Le Conseil des ministres a approuvé vendredi l'avant-projet de loi réformant le divorce. La notion de divorce sans faute deviendra donc bientôt réalité. Une seule cause de divorce a été retenue alors qu'il existe aujourd'hui deux procédures: le divorce pour cause déterminée et le divorce par consentement mutuel (70 pc des affaires en 2003). Il est proposé de fusionner ces deux procédures. Les époux pourront divorcer de commun accord sans résoudre pour autant tous les problèmes liés à leur divorce.

Celui-ci pourra être demandé pour désunion irrémédiable des époux, laquelle pourra être constatée par écoulement du temps, réitération en justice de l'affirmation de cette désunion, intime conviction de juge. Si la demande est introduite par les deux époux, il suffira de 6 mois de séparation de fait ou de deux déclarations devant le tribunal avec un écart d'au moins trois mois. Les délais seront portés à un an et à au moins six mois si un des deux époux introduit la demande. Enfin, la désunion irrémédiable sera présumée si l'un des époux démontre que des indices sérieux existent que l'autre a adopté un comportement rendant la vie commune impossible.

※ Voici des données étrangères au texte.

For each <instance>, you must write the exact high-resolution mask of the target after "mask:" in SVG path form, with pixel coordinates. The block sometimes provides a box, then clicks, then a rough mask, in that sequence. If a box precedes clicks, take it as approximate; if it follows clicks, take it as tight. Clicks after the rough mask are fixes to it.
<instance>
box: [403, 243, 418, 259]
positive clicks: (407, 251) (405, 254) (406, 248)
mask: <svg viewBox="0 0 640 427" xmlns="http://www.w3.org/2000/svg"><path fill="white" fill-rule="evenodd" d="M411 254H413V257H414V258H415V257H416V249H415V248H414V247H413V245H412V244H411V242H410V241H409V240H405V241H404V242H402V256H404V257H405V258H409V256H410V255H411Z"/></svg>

Pour ce qui concerne la pension alimentaire, elle ne change pas s'agissant des enfants; elle sera limitée dans le temps s'agissant des conjoints, les facultés économiques des parties seront prises en compte, le juge pourra modeler le montant en fonction des choix économiques posés par les conjoints pendant la vie commune alors que le conjoint demandeur devra être disposé à être mis au travail.

En cours de procédure, le juge pourra proposer aux parties de recourir à la médiation judiciaire; en ce cas, la procédure judiciaire sera suspendue pour un mois maximum. La médiation pourra porter sur l'ensemble ou une partie du différend. Enfin, il n'y aura plus d'appel des décisions prononçant le divorce. J.-C.M.